The built-in analytics of your LinkedIn company and showcase pages allow you to monitor metrics such as the overall reach and engagement of your posts.
You can also monitor and track the increase in followers, their demographics, and much more.
When people engage with a company on LinkedIn, they’ve moved into the interested phase of the buying cycle. Ideally, they’ll interact with your content by sharing or commenting on it. To gain even more followers, make sure to cross-promote your LinkedIn company and showcase pages through other social media channels.
#2: Track Consideration Data
Gauge the success of raising awareness and visibility by measuring longer-term results. Track buying consideration data such as the number of people who visit your website and engage with it.
Referral Traffic From LinkedIn to Your Website
Compelling, high-quality content should encourage interested buyers to follow a link in your status updates that will send them over to your website.
Make sure you have clear calls to action in the content you’re sharing via LinkedIn. You can, for example, share a link to a newly published case study, white paper, webinar recording, best practices blog post, or anything that’s of real value to your audience.
You can use Google Analytics to track the number of people who made their way over from LinkedIn to your website. Access your Google Analytics, and click on Acquisition > All Traffic > Referrals. You’ll see which websites send referral traffic your way. If LinkedIn is displayed as a referral source, click on LinkedIn to analyze how much referral traffic you’re already receiving.
Number of Customers Who Engage With Your Website Content
Realistically, your website is the place where most conversions happen, so make sure it’s optimized.
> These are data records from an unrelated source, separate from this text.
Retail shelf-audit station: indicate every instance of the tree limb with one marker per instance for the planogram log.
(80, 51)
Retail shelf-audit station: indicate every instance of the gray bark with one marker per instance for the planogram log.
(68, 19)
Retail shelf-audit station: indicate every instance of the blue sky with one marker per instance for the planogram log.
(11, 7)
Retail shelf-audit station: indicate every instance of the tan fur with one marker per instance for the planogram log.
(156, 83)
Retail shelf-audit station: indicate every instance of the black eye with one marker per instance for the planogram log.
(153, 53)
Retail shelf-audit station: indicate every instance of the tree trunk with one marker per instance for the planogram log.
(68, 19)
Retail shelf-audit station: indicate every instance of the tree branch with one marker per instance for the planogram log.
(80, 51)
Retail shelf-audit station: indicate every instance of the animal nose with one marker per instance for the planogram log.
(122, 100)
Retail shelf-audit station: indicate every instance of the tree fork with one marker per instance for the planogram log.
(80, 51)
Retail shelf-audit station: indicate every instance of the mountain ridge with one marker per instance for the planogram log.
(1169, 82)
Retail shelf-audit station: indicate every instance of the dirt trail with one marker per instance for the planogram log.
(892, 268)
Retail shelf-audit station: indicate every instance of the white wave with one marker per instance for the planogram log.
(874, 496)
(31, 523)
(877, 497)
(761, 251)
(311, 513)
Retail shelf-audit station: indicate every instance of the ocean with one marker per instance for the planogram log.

Also, ensure that your website is easy to navigate and provides rich, helpful content to retain people’s interest.
Use Google Analytics’ Social Users Flow feature to monitor how people interact with your content. Access your Google Analytics and click on Acquisition > Social > User Flow. It’s a fun, easy way to see which social networks work best for you.
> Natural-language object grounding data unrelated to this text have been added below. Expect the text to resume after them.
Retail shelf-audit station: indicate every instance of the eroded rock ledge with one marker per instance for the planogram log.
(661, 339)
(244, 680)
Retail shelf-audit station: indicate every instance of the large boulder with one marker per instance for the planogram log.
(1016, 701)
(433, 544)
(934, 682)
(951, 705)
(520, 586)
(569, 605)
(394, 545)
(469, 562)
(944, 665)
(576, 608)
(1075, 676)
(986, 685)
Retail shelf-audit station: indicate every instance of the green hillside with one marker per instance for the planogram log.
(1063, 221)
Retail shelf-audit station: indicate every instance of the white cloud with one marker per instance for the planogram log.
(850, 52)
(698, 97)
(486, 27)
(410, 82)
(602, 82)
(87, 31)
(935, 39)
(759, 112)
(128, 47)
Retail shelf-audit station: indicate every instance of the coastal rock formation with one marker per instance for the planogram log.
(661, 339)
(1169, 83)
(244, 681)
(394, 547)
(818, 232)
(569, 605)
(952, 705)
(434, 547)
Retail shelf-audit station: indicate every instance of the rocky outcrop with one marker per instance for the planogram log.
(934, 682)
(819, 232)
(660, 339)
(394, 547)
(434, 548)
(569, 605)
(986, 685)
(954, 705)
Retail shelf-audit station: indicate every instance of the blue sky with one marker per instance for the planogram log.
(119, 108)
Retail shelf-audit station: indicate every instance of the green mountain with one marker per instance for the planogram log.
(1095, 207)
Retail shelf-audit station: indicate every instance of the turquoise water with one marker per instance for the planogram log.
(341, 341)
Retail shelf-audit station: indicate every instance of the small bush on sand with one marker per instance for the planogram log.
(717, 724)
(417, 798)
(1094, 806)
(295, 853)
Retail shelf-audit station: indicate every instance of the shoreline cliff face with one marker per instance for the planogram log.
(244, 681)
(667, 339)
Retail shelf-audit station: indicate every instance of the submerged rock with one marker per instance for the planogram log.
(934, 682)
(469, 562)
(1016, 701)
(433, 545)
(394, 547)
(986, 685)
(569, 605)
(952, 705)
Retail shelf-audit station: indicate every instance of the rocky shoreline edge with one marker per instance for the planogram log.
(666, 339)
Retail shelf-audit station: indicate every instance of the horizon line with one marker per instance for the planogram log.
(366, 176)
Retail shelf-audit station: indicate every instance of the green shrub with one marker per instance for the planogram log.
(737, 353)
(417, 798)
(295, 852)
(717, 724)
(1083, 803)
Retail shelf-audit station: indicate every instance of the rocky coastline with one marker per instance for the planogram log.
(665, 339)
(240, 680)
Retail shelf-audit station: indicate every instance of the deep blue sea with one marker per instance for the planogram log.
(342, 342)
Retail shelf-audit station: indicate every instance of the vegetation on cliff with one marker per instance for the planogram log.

#3: Measure Conversion Rates
Ultimately, you want to convert your LinkedIn referral traffic into customers. Here are some measurement ideas to gauge the number of sales opportunities and sales generated from your LinkedIn social selling efforts.
Number of Connections / Sales Opportunities
If your product or service requires educating your potential buyer in person, then at some point you need to get out from behind the computer and turn the connections into interactions. This might be as simple as making a phone call or scheduling a face-to-face meeting.
Nothing beats a human connection. Potential customers want to make that connection. Track how many sales opportunities your team generates through calls and meetings from their LinkedIn connections.
Number of Sales Conversions
Obviously, you want to convert as many connections into sales as possible. Google Analytics tracks goals and purchases completed from any website referral traffic, including social networks such as LinkedIn.
When you set up goals in Google Analytics, it’s crucial to link accurate numbers and dollar amounts generated to your social selling strategy. In the example below, a goal was set up in Google Analytics to track online sales directly related to referral traffic from LinkedIn. In this particular case, 310 referral visits resulted in four online transactions worth $597.97.
Want more like this? Explore our LinkedIn for Business guide!
Selling on social is no small undertaking. This article only covered the tip of the iceberg. Management consultant, educator, and author Peter Drucker said, “If you can’t measure it, you can’t manage it.” There are many ways to track and measure your efforts, so find the ways that work best for you.